Your father was a very handsome man, she told me. Same as you will be. She had mailed a picture of him to someone in Hollywood one time, back when they were first married, because she thought he could be a movie star.

They never wrote back, she said. She seemed surprised.

My father was the one who came from this town. She’d met him at the wedding of a girl she went to school with, down in Massachusetts, the North Shore.

I don’t even know why Cheryl invited me, she said. We weren’t that good friends. But you could count me in anytime I knew there was dancing.

My father had come to this wedding with someone else. My mother came alone, but she liked it that way. That way, she said, you don’t get stuck all night with someone, if they don’t know how to dance.

My father did. By the end of the evening, people had opened up a spot on the dance floor just for the two of them. He was leading her in moves she hadn’t done before, like a round-the-world flip that made her glad she’d worn her red underpants.

He was a very good kisser. After they met, they’d stayed in bed all that weekend, and for the first three days of the week following. I didn’t necessarily need to hear all the things my mother told me, but this never stopped her. By the second glass of wine, she wasn’t really talking to me at all anymore, she was just talking.

If we could have just danced all the time, she said. If we never had to stop dancing, everything would have been fine.

 

She quit her job at the travel agency and moved in with him. He wasn’t selling insurance yet. He had this wagon he drove around, selling hot dogs at fairs, and popcorn. She got to go around with him, and at night, they didn’t even come back to his apartment sometimes, if they’d driven up north someplace, or to the ocean. They kept a sleeping bag under the seat. One was enough.

This was strictly summer work, of course, she said. Winter came, they headed south to Florida. She got a job for a while, serving margaritas at a bar in Fort Lauderdale. He sold hot dogs at the beach. Nighttime, they went dancing.

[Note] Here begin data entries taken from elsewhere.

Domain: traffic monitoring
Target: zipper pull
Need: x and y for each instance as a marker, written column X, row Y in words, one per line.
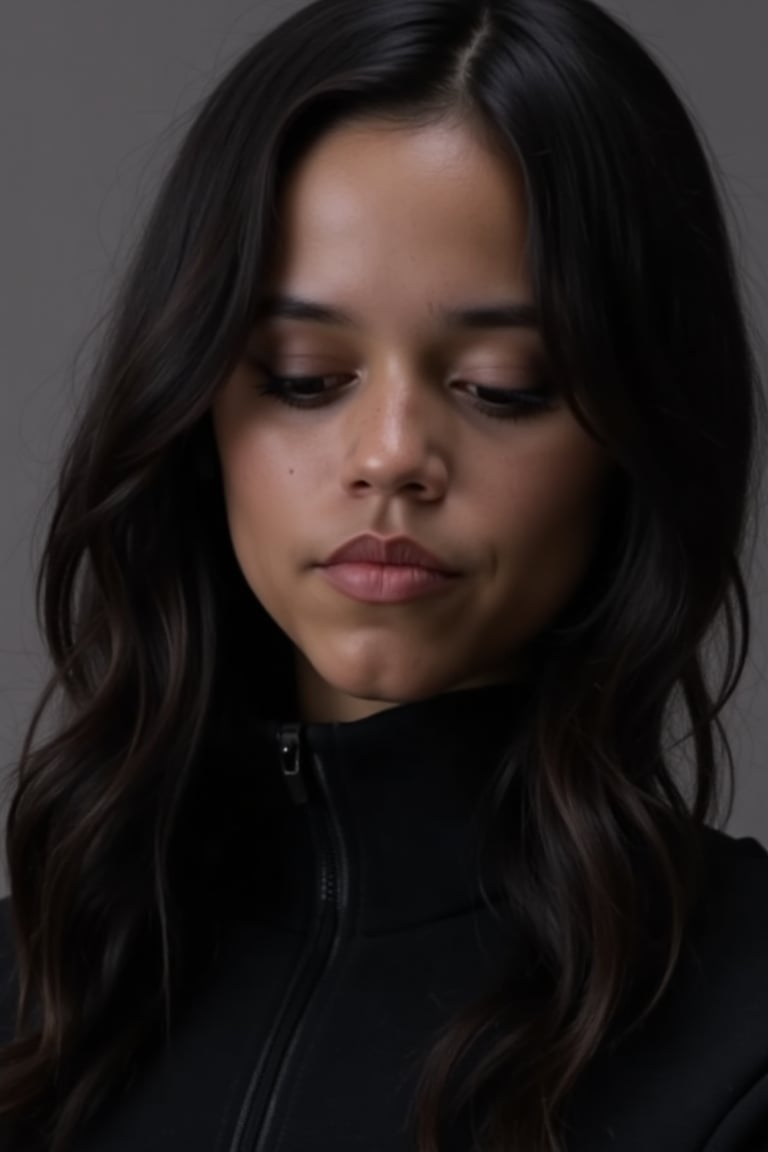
column 290, row 762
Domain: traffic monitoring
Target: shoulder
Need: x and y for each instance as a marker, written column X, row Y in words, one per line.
column 732, row 903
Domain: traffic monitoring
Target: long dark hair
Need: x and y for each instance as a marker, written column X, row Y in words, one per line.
column 153, row 631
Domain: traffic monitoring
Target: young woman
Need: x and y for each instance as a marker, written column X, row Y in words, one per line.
column 413, row 483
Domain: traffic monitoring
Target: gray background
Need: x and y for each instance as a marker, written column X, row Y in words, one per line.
column 94, row 96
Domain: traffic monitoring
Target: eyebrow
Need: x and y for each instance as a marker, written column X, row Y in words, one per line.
column 503, row 315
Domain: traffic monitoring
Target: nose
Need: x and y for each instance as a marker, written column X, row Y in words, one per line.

I tried to eat slowly when my mother told these stories. I knew when the meal was over, she’d remember where we were
and get up from the table. When she talked about their old days, the Florida days, and the hot-dog wagon, and the plans they had to drive out to California sometime and try out to be dancers on some TV variety show, something happened to her face, the way people get when a song comes on the radio that used to play when they were young, or they see a dog go down the street that reminds them of the one they used to have when they were a kid—a Boston terrier maybe, or a collie. For a moment, she looked like my grandmother, the day she heard Red Skelton died, and like herself, the day my father had pulled up in front of our house with the baby in his arms, that he called my sister. He’d been gone over a year by the time that happened, but that moment when she saw the baby—that was the worst.

I forgot how little babies were, she said, after he’d left. There was that melted look on her face then too. Maybe the word is
crumpled
. Then she recovered. You were much cuter, she said.

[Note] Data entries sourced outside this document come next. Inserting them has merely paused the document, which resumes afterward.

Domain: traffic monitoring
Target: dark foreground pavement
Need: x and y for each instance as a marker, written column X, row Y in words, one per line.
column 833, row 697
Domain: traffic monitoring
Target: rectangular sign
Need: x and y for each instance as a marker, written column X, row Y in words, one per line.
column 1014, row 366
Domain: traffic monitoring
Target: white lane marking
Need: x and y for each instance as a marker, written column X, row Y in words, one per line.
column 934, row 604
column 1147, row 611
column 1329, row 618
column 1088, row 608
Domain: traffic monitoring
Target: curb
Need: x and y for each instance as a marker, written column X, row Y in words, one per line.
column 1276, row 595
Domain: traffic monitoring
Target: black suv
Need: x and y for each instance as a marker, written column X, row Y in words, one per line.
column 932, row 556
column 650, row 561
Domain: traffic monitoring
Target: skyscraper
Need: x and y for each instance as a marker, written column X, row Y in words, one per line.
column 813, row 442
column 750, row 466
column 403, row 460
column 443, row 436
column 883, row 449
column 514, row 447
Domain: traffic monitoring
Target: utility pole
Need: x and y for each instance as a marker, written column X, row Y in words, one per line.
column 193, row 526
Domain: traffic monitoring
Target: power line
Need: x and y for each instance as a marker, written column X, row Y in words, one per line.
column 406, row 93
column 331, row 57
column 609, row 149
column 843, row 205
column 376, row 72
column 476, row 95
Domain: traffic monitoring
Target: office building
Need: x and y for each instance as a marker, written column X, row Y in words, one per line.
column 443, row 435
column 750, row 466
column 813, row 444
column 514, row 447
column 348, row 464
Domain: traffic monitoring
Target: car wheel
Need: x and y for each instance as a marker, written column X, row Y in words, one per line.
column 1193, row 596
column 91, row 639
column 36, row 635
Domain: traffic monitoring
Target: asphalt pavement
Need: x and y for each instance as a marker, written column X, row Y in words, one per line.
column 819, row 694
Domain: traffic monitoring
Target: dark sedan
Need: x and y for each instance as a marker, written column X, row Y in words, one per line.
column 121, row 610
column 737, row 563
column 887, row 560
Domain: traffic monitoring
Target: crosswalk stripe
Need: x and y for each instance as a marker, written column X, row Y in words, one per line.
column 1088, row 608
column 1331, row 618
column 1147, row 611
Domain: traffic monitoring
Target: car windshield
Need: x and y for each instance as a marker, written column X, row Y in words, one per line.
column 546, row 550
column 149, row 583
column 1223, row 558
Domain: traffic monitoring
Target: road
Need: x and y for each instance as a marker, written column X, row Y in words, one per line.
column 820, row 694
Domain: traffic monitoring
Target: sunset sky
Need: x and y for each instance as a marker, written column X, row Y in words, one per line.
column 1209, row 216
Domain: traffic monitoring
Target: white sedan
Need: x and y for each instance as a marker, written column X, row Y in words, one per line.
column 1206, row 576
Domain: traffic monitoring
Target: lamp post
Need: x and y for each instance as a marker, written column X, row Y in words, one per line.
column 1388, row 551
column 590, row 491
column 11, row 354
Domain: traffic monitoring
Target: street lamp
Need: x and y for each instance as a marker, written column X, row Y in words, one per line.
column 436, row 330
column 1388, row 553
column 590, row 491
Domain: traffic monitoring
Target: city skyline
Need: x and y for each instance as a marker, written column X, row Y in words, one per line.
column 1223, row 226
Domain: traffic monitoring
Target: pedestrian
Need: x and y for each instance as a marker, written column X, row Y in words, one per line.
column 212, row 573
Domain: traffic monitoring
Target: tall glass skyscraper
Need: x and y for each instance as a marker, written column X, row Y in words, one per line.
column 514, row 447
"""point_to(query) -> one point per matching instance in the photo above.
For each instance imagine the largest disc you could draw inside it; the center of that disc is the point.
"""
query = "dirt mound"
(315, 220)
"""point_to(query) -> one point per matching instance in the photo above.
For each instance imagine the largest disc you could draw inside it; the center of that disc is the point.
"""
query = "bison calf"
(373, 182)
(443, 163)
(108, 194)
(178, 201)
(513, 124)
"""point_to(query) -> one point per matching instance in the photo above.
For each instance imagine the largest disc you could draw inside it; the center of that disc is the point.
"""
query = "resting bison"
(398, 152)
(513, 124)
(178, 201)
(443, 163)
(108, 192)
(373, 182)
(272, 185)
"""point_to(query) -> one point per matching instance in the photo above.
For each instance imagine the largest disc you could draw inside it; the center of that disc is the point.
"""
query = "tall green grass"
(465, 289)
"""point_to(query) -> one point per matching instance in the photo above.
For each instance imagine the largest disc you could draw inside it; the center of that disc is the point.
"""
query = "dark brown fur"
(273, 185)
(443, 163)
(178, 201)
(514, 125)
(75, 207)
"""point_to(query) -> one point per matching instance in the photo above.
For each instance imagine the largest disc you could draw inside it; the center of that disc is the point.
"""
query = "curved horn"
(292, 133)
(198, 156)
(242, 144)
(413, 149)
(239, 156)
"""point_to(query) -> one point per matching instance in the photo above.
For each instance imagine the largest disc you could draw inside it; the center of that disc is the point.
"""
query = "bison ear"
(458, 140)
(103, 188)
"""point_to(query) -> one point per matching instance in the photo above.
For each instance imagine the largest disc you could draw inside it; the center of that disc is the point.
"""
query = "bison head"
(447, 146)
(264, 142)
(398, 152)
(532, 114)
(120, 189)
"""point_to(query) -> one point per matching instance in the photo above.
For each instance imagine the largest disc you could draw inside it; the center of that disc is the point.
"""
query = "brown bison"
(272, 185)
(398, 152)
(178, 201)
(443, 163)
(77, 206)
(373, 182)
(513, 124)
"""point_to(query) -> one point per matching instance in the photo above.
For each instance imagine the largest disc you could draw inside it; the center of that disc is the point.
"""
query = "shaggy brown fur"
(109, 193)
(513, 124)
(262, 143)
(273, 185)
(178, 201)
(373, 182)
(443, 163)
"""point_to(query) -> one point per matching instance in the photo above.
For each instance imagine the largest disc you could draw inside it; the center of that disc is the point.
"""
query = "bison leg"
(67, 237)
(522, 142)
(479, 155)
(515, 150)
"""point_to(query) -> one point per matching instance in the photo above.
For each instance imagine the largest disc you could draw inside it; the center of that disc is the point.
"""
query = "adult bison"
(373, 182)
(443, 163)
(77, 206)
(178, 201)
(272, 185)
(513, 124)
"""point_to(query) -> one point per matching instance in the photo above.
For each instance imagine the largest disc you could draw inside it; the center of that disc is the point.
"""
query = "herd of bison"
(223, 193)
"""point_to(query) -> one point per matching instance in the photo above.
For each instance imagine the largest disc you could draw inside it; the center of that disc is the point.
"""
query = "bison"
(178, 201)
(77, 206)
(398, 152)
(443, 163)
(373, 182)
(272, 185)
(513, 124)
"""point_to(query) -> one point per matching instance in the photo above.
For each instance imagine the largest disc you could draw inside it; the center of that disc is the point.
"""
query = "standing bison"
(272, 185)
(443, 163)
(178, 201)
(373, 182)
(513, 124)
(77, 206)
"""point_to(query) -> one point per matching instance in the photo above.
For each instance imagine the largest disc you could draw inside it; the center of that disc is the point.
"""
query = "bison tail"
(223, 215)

Back when she used to take me places, she also told me stories while she drove, but once she started staying home all the time, dinners were when she told me her stories, and even when they were sad I never wanted them to end. I always knew, after I set my fork down, the story was over, or even if it hadn’t ended—because these weren’t stories with endings—and her face changed back.

We’d better clear away these dishes, she said. You have homework to do.

The real ending came when my parents moved back north and sold the hot-dog wagon. They didn’t have that kind of show on TV anymore, like when we were growing up, she said. With dancers. They had driven all the way across the country without ever noticing that
The Sonny and Cher Show
and
The Glen Campbell Hour
had been canceled. But that was just as well, actually, because what she wanted most was never to be some dancer on television. She wanted to have a baby.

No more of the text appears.